See also: https://www.khanacademy.org/math/algebra2/exponential-and-logarithmic-functions/introduction-to-logarithms/a/intro-to-logarithms

log-log plot
A plot with logarithmic scales on both axes. A ‘’scale-free degree distribution’’ appears as a straight line in a log-log plot.
matrix
A way of representing a network where there is a row and a column for each node, and the values in the cells indicate whether an edge exists between a pair of nodes.
multi-partite network
A network with more than one node type.
node
Also called a “vector” because it marks the intersection of lines; also sometimes called an actor.
noise
Another word for random variation in the data, for example due to uncertainty or error. Noise can obscure trends or patterns one is looking for in the data.
ontology
A set of concepts and categories in a subject area or domain that shows their properties and the relations between them. An example of relationship (i.e. ‘’edge’’) ontologies is that developed by Six Degrees of Francis Bacon (note, these are ‘’directed’’ edge ontologies): http://sixdegreesoffrancisbacon.com/relationship_types
projection of a bipartite network
Transformation of a ‘’bipartite’’ network into a ‘’weighted’’ network of just one of the two original node types in which the weight of the connection is the number of shared neighbours in the bipartite network.
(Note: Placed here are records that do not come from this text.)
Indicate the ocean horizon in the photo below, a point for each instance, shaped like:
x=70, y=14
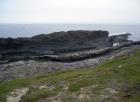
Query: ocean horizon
x=29, y=30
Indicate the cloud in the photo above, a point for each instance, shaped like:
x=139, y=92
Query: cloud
x=70, y=11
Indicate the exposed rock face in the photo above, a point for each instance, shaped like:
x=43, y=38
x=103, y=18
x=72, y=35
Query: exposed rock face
x=55, y=43
x=59, y=41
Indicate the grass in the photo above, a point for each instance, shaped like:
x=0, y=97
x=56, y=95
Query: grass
x=121, y=74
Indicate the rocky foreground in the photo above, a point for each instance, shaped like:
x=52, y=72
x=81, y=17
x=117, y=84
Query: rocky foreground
x=42, y=54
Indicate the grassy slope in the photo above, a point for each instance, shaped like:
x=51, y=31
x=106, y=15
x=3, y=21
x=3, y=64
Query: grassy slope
x=121, y=75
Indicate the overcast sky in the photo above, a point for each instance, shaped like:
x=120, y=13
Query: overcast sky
x=70, y=11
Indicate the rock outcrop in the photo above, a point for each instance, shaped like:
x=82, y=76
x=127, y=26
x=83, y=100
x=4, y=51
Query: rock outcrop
x=55, y=43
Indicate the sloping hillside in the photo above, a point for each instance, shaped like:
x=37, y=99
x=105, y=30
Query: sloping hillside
x=114, y=81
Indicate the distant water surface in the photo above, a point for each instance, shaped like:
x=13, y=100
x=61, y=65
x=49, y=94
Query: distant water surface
x=28, y=30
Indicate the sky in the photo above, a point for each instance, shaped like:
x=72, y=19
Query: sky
x=70, y=11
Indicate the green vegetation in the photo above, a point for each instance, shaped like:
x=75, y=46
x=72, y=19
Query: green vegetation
x=114, y=81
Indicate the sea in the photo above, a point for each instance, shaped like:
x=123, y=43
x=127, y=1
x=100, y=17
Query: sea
x=29, y=30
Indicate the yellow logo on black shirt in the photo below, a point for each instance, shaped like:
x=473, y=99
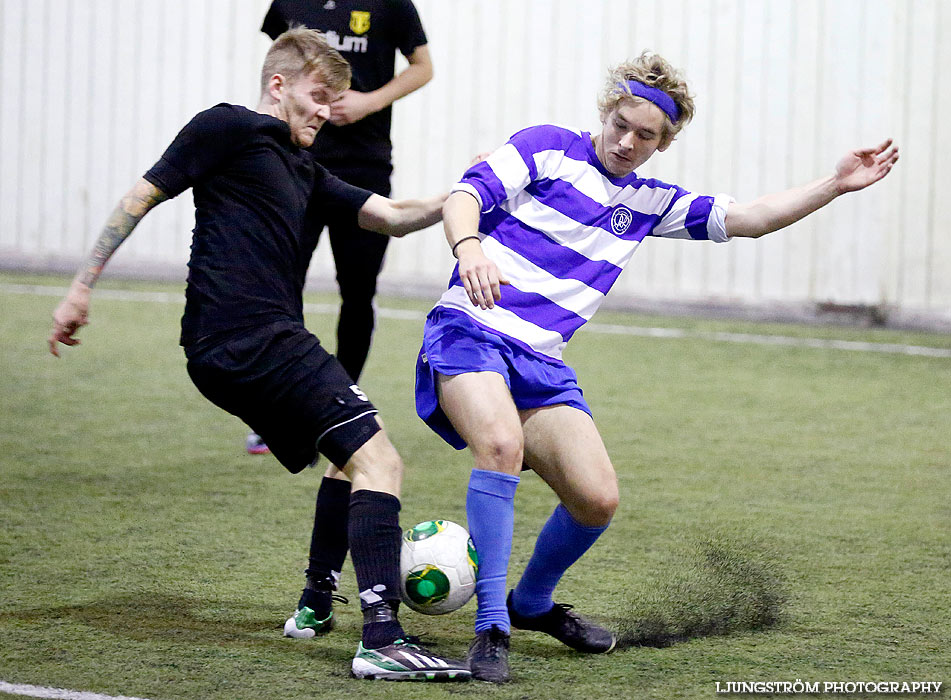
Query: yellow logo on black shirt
x=359, y=22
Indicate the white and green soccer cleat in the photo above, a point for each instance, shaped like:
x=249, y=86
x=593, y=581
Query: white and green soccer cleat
x=405, y=661
x=304, y=624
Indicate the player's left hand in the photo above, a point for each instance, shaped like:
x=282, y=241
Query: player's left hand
x=71, y=315
x=352, y=106
x=865, y=166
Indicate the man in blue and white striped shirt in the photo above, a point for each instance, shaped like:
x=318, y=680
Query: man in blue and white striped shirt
x=542, y=228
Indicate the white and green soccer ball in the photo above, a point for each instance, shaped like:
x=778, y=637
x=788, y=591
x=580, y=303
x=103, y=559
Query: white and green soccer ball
x=438, y=567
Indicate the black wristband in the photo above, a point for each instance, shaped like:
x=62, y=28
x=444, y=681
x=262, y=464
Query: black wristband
x=466, y=238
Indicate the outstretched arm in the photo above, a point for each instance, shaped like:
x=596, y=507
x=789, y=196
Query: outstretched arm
x=398, y=217
x=73, y=311
x=856, y=171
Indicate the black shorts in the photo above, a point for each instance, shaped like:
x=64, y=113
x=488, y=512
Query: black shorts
x=289, y=390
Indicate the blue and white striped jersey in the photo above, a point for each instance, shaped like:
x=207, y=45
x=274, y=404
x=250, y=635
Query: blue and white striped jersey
x=561, y=229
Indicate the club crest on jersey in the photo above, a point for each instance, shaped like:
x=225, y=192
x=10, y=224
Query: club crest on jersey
x=621, y=219
x=359, y=22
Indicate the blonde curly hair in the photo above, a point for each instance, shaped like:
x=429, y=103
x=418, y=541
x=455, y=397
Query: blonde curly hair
x=654, y=71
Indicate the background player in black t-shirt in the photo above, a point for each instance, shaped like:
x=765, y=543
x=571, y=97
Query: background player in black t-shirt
x=243, y=327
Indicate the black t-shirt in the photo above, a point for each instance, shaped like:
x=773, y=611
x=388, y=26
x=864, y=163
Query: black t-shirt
x=367, y=33
x=251, y=186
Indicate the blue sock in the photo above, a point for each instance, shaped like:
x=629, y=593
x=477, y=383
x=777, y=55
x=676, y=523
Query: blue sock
x=560, y=544
x=490, y=511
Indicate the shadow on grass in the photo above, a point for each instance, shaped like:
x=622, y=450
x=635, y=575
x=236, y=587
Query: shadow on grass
x=721, y=586
x=180, y=619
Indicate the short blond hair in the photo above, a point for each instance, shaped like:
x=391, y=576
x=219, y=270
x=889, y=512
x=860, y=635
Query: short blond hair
x=654, y=71
x=301, y=51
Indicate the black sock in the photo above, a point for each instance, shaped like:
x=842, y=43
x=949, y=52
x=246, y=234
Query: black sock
x=375, y=550
x=328, y=543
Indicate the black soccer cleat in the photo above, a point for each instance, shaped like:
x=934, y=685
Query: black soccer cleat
x=567, y=627
x=489, y=656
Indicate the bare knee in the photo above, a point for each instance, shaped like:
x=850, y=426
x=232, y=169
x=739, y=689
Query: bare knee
x=596, y=509
x=499, y=450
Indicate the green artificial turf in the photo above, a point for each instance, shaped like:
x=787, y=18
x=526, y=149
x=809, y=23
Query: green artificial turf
x=785, y=514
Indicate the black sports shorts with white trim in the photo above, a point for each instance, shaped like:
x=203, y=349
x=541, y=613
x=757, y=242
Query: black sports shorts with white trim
x=289, y=390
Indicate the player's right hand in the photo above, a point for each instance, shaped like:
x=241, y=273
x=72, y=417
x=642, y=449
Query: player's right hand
x=480, y=276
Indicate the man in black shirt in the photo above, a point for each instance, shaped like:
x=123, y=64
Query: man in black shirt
x=243, y=327
x=355, y=146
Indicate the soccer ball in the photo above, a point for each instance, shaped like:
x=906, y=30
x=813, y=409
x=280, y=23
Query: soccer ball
x=438, y=567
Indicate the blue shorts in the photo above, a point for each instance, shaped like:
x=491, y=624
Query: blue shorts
x=455, y=344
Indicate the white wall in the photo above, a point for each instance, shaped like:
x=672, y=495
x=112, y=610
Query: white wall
x=93, y=90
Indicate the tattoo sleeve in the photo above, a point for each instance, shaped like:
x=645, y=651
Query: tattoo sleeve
x=124, y=218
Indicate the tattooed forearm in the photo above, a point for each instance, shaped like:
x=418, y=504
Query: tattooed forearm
x=133, y=206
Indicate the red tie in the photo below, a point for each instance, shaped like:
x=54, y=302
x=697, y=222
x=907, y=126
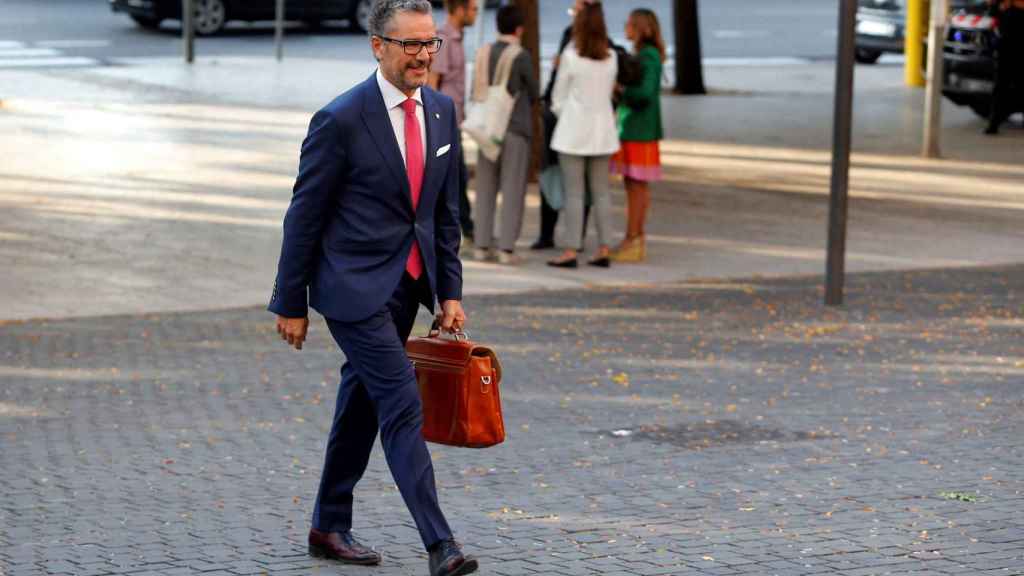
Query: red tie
x=414, y=167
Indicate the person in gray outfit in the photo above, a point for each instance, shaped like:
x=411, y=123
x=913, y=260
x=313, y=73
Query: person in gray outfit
x=509, y=174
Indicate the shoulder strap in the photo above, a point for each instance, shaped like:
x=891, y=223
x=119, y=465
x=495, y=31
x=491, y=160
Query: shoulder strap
x=504, y=69
x=481, y=70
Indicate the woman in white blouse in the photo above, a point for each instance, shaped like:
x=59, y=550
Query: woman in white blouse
x=586, y=135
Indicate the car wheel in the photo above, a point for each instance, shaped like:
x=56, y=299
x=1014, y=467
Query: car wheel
x=360, y=15
x=981, y=107
x=148, y=24
x=863, y=55
x=210, y=16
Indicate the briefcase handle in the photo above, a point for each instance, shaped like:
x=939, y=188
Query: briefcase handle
x=435, y=332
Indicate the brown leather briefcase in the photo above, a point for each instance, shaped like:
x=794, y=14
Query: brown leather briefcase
x=459, y=386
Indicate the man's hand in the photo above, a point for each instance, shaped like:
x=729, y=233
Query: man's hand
x=452, y=318
x=293, y=330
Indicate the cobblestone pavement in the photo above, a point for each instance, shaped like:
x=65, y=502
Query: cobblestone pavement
x=708, y=427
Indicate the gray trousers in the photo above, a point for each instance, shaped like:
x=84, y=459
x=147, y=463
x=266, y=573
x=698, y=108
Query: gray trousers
x=595, y=170
x=509, y=175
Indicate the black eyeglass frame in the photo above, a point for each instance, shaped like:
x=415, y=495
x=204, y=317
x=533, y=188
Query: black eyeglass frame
x=419, y=44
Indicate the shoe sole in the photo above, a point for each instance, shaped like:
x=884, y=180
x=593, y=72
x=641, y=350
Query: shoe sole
x=317, y=551
x=468, y=567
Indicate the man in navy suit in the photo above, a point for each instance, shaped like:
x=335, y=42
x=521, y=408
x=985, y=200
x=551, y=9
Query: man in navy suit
x=372, y=233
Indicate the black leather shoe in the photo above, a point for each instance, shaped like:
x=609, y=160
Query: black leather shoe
x=342, y=547
x=567, y=262
x=446, y=560
x=542, y=244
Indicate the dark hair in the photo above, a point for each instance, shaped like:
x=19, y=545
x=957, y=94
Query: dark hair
x=509, y=18
x=648, y=31
x=590, y=33
x=453, y=5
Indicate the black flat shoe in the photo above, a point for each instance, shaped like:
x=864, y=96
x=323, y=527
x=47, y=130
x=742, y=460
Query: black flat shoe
x=568, y=262
x=341, y=546
x=446, y=560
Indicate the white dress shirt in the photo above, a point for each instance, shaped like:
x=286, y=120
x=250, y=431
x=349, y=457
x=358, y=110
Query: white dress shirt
x=392, y=100
x=582, y=99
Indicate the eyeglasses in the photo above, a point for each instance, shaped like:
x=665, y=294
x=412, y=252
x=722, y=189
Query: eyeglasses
x=413, y=47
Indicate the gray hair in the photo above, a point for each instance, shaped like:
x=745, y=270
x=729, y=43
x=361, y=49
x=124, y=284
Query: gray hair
x=384, y=10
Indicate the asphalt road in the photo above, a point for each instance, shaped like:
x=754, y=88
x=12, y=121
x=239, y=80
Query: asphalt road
x=35, y=34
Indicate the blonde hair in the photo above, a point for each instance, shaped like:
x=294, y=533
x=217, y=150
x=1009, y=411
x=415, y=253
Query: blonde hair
x=647, y=30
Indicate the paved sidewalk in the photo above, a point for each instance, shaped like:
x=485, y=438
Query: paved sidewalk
x=704, y=427
x=155, y=187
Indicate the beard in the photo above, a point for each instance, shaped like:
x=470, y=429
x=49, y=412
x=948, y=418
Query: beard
x=413, y=81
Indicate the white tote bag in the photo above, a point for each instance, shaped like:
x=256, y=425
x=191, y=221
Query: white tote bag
x=491, y=109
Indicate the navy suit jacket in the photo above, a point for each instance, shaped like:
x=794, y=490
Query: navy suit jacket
x=350, y=225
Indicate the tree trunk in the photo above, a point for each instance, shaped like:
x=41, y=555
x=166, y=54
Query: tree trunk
x=689, y=69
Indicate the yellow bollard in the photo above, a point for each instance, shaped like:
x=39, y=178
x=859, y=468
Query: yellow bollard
x=913, y=42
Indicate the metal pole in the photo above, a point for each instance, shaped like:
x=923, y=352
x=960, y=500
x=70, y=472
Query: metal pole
x=843, y=118
x=933, y=99
x=279, y=30
x=480, y=18
x=913, y=34
x=689, y=64
x=188, y=30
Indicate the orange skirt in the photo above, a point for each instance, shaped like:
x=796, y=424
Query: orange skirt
x=638, y=161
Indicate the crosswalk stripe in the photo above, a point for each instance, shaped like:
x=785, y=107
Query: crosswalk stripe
x=59, y=62
x=29, y=52
x=73, y=43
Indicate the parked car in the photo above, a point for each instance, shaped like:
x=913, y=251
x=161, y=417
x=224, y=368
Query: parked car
x=969, y=59
x=881, y=27
x=211, y=15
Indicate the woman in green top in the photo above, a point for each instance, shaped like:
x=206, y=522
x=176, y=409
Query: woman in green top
x=640, y=129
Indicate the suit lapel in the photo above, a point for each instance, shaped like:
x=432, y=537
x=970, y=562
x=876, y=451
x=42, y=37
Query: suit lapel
x=379, y=124
x=432, y=118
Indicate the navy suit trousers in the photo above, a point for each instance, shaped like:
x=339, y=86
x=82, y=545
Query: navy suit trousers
x=379, y=391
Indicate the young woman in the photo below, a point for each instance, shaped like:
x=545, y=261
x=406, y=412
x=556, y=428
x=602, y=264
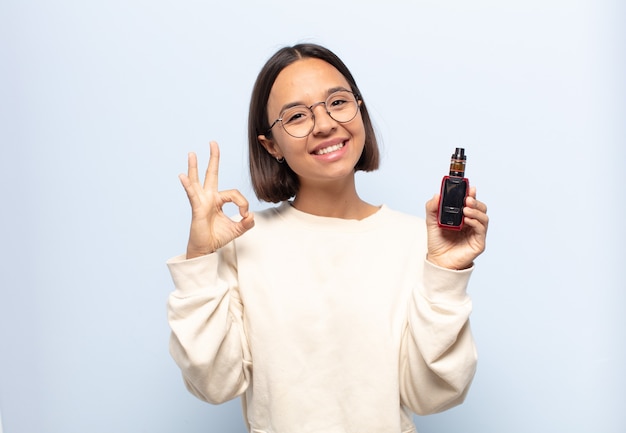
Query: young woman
x=325, y=313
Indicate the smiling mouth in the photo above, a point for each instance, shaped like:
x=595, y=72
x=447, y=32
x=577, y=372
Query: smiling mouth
x=330, y=149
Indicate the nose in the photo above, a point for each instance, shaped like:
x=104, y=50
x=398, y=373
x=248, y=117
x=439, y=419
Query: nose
x=324, y=123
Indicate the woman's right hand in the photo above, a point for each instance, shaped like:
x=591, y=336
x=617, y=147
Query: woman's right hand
x=210, y=227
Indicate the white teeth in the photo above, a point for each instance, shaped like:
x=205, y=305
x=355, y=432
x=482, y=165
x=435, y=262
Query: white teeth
x=329, y=149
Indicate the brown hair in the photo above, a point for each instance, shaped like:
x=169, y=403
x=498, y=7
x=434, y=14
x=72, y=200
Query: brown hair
x=275, y=182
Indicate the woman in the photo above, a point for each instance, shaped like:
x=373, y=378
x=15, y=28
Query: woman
x=325, y=313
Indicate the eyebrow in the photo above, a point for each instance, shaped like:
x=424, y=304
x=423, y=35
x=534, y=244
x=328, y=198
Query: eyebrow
x=297, y=103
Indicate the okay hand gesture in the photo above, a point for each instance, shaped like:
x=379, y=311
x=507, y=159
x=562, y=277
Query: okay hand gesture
x=210, y=227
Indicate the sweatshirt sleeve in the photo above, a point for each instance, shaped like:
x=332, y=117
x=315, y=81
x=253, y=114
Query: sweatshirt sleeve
x=438, y=355
x=205, y=314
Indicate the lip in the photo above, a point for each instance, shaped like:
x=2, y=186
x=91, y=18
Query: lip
x=327, y=144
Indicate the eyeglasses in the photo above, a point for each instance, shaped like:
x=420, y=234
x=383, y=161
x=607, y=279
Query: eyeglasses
x=299, y=121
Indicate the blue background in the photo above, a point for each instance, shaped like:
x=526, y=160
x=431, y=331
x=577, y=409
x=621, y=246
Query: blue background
x=101, y=101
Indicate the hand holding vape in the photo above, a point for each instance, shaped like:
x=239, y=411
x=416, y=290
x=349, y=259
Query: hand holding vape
x=454, y=190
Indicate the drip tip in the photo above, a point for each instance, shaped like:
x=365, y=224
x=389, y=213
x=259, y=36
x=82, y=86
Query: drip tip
x=459, y=154
x=457, y=163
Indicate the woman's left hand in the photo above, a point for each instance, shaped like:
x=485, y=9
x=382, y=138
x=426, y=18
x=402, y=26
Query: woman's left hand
x=454, y=249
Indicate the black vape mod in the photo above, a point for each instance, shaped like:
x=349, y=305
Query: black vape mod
x=454, y=190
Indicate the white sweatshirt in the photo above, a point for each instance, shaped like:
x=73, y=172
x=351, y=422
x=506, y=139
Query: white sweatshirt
x=324, y=325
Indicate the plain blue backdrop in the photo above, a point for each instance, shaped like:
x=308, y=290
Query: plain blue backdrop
x=100, y=101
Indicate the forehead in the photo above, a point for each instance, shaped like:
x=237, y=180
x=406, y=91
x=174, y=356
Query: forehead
x=304, y=80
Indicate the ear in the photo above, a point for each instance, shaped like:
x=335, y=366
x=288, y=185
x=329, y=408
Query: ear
x=271, y=146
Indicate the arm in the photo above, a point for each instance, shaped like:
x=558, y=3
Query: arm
x=206, y=317
x=438, y=356
x=205, y=311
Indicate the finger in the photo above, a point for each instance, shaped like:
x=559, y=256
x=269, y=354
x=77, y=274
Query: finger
x=247, y=222
x=476, y=214
x=237, y=198
x=192, y=167
x=210, y=180
x=184, y=179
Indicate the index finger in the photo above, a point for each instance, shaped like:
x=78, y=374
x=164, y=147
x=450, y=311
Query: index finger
x=211, y=176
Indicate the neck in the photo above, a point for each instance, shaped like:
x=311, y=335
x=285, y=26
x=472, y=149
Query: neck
x=337, y=201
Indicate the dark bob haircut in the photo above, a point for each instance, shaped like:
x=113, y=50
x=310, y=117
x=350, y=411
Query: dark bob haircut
x=274, y=182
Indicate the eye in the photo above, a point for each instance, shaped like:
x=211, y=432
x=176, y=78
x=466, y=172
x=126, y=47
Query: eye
x=296, y=115
x=339, y=100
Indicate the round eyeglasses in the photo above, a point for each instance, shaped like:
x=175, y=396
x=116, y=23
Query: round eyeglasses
x=299, y=120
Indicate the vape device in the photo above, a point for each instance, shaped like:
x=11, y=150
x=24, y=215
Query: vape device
x=454, y=190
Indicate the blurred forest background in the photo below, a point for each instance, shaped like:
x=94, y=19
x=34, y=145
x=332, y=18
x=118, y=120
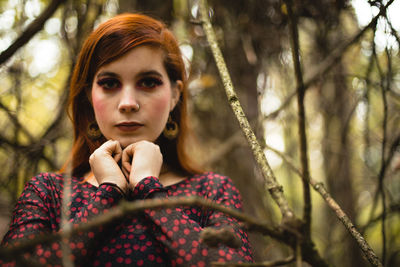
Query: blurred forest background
x=352, y=76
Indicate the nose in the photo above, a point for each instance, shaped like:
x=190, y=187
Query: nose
x=128, y=101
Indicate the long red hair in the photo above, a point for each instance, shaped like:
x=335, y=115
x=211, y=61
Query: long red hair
x=111, y=40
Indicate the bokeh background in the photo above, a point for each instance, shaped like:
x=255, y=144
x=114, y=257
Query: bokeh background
x=352, y=110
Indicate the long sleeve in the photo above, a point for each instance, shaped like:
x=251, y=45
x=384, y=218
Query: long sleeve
x=38, y=212
x=179, y=229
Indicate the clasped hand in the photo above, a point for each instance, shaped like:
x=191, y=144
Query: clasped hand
x=138, y=160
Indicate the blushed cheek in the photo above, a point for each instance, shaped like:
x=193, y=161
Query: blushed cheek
x=161, y=106
x=98, y=106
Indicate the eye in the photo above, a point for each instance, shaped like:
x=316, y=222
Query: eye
x=109, y=83
x=149, y=82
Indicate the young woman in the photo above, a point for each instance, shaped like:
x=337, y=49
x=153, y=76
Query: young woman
x=128, y=108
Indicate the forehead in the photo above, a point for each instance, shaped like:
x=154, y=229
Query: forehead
x=140, y=58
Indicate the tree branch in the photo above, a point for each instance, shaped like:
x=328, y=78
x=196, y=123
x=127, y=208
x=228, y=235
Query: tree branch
x=301, y=118
x=334, y=57
x=320, y=188
x=31, y=30
x=126, y=208
x=274, y=188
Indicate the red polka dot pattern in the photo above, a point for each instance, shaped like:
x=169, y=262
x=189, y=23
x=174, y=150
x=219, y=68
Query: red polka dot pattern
x=163, y=237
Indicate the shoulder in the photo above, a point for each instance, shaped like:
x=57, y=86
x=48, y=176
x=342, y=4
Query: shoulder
x=47, y=182
x=218, y=184
x=213, y=178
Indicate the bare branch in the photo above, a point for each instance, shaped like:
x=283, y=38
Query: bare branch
x=31, y=30
x=274, y=188
x=335, y=56
x=320, y=188
x=301, y=117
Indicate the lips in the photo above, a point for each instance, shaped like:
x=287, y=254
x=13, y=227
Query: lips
x=129, y=126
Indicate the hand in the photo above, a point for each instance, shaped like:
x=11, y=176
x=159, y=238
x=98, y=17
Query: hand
x=140, y=160
x=104, y=164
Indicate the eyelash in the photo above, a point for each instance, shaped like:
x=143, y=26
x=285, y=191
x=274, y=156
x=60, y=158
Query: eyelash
x=155, y=82
x=111, y=83
x=105, y=83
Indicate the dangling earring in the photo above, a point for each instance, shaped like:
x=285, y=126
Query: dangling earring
x=171, y=129
x=93, y=131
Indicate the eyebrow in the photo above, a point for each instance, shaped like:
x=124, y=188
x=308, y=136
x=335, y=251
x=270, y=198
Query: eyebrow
x=140, y=74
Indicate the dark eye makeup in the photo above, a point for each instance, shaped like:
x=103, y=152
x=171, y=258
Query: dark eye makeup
x=149, y=82
x=109, y=83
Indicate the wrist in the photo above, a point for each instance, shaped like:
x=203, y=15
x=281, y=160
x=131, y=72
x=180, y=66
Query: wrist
x=122, y=190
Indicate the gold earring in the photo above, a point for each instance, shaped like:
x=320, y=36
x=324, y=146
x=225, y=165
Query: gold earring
x=171, y=129
x=93, y=131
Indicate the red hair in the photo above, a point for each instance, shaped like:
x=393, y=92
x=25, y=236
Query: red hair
x=110, y=41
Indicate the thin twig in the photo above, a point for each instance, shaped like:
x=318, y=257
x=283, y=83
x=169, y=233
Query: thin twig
x=274, y=188
x=320, y=188
x=301, y=118
x=336, y=54
x=31, y=30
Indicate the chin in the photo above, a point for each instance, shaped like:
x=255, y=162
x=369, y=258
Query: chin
x=124, y=142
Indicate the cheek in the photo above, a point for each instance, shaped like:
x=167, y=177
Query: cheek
x=98, y=105
x=160, y=107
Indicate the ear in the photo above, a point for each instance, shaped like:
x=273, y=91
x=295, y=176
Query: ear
x=176, y=93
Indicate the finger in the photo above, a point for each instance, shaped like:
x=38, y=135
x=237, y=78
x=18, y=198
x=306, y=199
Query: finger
x=117, y=154
x=127, y=155
x=126, y=173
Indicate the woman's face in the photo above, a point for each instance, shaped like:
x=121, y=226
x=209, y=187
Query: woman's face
x=133, y=96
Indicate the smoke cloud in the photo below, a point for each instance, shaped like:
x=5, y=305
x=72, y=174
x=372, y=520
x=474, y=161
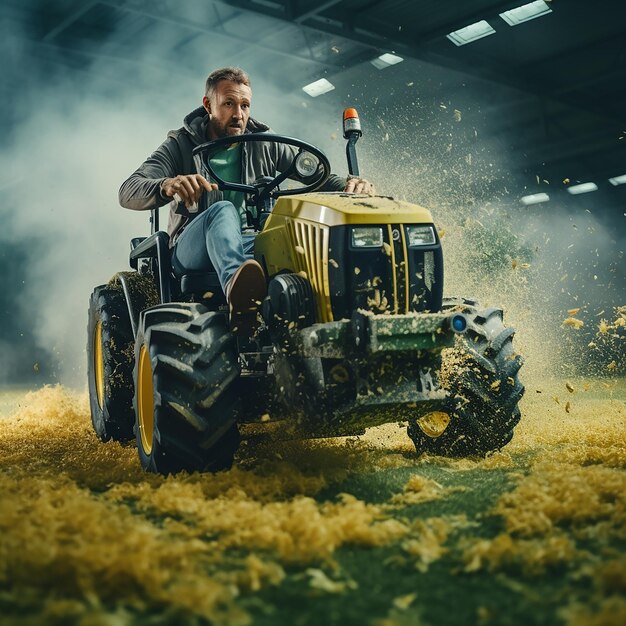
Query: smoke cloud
x=76, y=135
When you project a bipartite network, in other words, you transform one of the node types into an edge: instead of two people nodes being connected to a place, they are connected to each other, and the place becomes the edge connecting them.
Power law
See ‘’scale-free degree distribution’’.
scale-free degree distribution
Intuitively one might expect the ‘’degree’’ distribution in a network to follow a bell curve, which is more formally described as a normal (or Gaussian) distribution: a large rounded peak tapering away rapidly on each side. A simple probability distribution that resembles a bell curve or normal distribution is the roll of two dice. The distribution is centered around the number 7 and the probability decreases as you move away from the center on either side. A power-law distribution, by contrast has no peak; instead it decreases continuously and rapidly for increasing degrees. In fact the distribution of the data points within a power-law distribution is so broad across several orders of magnitude that it is normally plotted on ‘’logarithmic’’ axes. On these axes a power law distribution appears as a straight diagonal line, which means that the shape of the distribution is the same for high and low degrees, resulting in what is known as a scale-free degree distribution. Whether we look at the network as a whole, or at a specific region, due to the scale-free distribution we will always find a few relatively well-connected nodes, or "hubs", and a much larger number of nodes with a relatively small number of connections compared to the hubs. A wide range of networks have been shown to exhibit this property, including power grids, social networks, and the world-wide web.
shortest path
The shortest path (fewest number of steps) between two nodes in the network.
thresholding
A ‘’weighted’’ network: only considering the edges in the network above a certain weight.
tie
See ‘’edge’’.
triad
Three nodes connected by an edge.
weighted network
Anetwork in which each edge has a numerical weight attached to it, indicating the strength of the connection.
unipartite network
Anetwork of just one node type, in contrast to ‘’bipartite’’ network. Networks are typically unipartite.
Unique Identifiers/Uniform Resource Identifiers (URIs)
A unique string of numbers or characters to identify a unique entity. ODNB, Wikidata, SDFB etc. each assign stable strings of numbers (URIs) to biographies of people. These URIs allow users to navigate to the correct John Smith, for example.